Por Luis Onofa
Hundida en el tráfago de los acontecimientos políticos y económicos del país se encuentra la fecha que debió y debería ser razón suficiente para instituir en Ecuador el Día de la Soberanía Nacional: 23 de junio de 1972. En esa fecha, hace 52 años, el gobierno militar del general Guillermo Rodríguez Lara creó la Corporación Estatal Petrolera Ecuatoriana (CEPE), llamada después Petroecuador, hecho que marcó el comienzo de una larga y azarosa historia de disputa del control de ese recurso natural entre el Estado ecuatoriano y las transnacionales petroleras, disputa llena de victorias y derrotas para el Ecuador. El suceso significaba también la ampliación del concepto de soberanía del país: ésta ya no era solo territorial sino también política y económica sobre sus recursos naturales.
Poco antes se había expedido la Ley de Hidrocarburos el propio gobierno de facto había declarado la propiedad estatal sobre el preciado recurso natural y le dio al Estado ecuatoriano el marco legal para crear su propia empresa petrolera. Hasta entonces, y desde la década de los años veinte del siglo pasado los yacimientos de la Península de Santa Elena, los únicos en producción en el país, habían sido explotados por la británica Anglo Ecuadorian 0ilfields sin que los ecuatorianos hubiesen percibido beneficio alguno de los ingresos generados por ese recurso. Mientras tanto, desde mediados de la década de los 60 del mismo siglo, el consorcio estadounidense Texaco-Gulf había estado buscando petróleo en la amazonía ecuatoriana, de cuya existencia ya se conocía desde al menos veinte años atrás. Y lo encontró en abundancia.

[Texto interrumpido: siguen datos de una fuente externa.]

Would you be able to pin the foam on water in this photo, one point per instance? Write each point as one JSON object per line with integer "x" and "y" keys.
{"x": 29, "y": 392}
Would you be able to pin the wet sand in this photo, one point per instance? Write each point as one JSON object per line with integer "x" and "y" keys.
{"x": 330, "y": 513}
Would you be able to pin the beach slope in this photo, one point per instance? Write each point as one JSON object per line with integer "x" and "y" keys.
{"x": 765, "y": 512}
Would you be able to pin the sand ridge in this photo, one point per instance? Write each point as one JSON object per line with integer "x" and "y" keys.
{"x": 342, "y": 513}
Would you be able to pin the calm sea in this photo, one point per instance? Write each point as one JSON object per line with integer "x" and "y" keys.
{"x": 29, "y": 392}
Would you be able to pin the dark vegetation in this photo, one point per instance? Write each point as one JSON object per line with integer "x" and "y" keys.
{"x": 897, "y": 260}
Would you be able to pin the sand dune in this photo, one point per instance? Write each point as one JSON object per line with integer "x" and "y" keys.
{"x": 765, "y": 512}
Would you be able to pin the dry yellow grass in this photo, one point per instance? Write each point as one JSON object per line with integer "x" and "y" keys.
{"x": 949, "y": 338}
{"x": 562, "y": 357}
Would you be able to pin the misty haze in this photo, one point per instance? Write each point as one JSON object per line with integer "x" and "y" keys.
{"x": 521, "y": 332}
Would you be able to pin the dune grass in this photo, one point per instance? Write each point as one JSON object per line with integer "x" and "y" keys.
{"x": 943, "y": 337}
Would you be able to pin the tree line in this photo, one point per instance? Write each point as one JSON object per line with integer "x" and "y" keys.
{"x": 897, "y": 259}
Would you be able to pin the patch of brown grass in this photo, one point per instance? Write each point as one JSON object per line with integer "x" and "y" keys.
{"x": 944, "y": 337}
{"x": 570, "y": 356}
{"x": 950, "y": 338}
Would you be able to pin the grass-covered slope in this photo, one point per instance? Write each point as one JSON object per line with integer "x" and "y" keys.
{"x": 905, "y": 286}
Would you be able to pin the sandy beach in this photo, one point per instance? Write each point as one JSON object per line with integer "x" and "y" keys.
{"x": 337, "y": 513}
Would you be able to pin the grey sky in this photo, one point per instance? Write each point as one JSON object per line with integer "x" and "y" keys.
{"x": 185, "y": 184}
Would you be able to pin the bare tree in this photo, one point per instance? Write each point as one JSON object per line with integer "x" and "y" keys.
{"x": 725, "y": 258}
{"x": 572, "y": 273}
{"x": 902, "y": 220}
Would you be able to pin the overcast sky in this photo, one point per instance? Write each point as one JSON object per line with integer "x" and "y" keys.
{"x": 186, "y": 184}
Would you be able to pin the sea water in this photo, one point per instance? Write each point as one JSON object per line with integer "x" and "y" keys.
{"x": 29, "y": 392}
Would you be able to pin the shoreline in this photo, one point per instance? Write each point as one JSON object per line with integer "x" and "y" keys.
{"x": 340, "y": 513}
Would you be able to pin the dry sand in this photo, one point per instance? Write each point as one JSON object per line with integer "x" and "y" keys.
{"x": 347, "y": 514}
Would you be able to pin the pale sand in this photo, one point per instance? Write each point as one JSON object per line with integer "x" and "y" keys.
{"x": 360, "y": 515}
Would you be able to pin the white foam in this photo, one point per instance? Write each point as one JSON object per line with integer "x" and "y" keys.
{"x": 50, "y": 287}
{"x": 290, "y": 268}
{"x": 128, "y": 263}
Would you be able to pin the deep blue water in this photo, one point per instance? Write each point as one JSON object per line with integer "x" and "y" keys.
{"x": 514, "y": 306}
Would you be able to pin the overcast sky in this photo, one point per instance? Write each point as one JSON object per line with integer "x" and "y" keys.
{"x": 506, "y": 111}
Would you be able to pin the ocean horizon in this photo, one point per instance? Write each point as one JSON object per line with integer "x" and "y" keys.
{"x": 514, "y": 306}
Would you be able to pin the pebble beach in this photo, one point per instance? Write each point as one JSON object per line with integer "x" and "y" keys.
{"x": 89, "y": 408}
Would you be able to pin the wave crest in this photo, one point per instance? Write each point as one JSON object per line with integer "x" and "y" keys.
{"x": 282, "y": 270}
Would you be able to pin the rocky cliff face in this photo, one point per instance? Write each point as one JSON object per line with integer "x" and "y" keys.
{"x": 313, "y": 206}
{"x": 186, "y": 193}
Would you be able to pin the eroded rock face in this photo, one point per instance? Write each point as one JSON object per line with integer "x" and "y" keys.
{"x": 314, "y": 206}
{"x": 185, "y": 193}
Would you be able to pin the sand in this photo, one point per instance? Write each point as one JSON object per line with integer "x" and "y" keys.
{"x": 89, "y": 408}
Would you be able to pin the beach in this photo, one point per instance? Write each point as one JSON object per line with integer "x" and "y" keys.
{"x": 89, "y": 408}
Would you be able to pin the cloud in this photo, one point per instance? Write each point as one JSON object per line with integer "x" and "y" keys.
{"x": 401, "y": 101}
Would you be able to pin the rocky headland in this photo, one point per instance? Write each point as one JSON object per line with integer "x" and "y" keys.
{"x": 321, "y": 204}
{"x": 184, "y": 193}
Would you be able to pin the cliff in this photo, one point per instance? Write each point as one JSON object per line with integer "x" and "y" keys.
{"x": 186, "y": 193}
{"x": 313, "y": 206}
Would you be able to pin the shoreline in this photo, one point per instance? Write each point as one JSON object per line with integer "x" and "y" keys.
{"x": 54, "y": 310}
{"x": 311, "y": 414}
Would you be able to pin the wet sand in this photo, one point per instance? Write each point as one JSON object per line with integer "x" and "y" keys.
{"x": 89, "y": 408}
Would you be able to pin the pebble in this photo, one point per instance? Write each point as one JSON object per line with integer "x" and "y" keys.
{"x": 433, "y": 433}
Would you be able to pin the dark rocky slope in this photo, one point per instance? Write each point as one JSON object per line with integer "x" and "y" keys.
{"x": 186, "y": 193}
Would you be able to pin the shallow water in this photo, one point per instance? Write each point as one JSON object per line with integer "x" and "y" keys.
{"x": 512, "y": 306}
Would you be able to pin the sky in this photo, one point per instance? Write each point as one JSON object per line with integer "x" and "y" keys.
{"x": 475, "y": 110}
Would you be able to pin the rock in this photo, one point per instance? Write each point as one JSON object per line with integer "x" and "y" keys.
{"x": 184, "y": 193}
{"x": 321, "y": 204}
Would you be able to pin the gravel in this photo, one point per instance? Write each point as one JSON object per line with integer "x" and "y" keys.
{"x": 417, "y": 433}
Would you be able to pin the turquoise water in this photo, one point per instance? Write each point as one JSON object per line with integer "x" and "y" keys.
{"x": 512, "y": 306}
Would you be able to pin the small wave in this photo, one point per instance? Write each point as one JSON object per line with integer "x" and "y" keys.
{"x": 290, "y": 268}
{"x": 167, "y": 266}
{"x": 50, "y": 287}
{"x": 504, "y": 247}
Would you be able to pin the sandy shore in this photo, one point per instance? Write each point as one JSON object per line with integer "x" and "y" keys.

Con el aval del gobierno castrense y el respaldo de organizaciones sociales, de trabajadores y sectores progresistas del país, CEPE comenzó por adquirir las acciones de Gulf, que había sido accionista de algo más del 30 por ciento del consorcio transnacional, y luego compró la restante participación accionaria a Texaco, con lo que se convirtió en propietaria única del negocio petrolero en la amazonía. Mucho antes, en procesos más traumáticos para sus pueblos a causa de la oposición de las transnacionales petroleras, habían hecho lo propio México, con Lázaro Cárdenas; Brasil, con Getulio Vargas e Irán, con Mohammad Mosaddegh.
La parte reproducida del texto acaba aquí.